Guest More than 1 year ago
I love movies of this time era. The way people dressed, lived, and the action scenes in this movie were great. I especially enjoyed this one because it was decent for everyone to enjoy(except for children 11yrs. and younger)
Guest More than 1 year ago
This is absolutely one of the worst movies that I have ever seen. This is the type of movie that could have been shown on Mystery Science Theater 3000. It is horribly acted, horribly written, horribly directed, horribly... well you get the idea.
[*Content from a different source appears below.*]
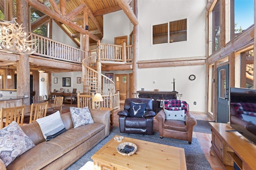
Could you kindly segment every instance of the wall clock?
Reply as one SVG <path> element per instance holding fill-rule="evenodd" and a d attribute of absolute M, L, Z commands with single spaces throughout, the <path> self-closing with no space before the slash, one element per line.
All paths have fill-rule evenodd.
<path fill-rule="evenodd" d="M 188 78 L 189 78 L 189 80 L 194 80 L 196 79 L 196 76 L 195 76 L 194 74 L 191 74 L 190 76 L 189 76 L 189 77 Z"/>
Just stay away from it unless you like to laugh at bad movies.
Guest More than 1 year ago
The musketeer boasted unbelievable fight scenes that rival the Matrix. That may have been true, but the fighting style doesn't match with the setting. The musketeers did not use the martial arts in fighting. THey were more acustomed to a fencing style of sword fighting. Plus, many things do not make sense in the film. The lead character uses his pistol and a grapple hook to climb a building. To my knowledge, guns at that time were so inaccurate that it would be hard to shoot at a distance. And besides, a pistol ball fired from a primitive weapon, could not throw a grappling hook up the length of a building like that. He also speaks of finding horses a few kilometers up the road. That is odd. The metric system was not invented at the time or used as the legal measurement of France until 1799. The plot seems like no thought was put into it. We have seen this hundreds of times before. By the end of the movie, it seems like we haven't learned anything about the characters. Who are they? Where did they come from? What is their complete relationship with each other?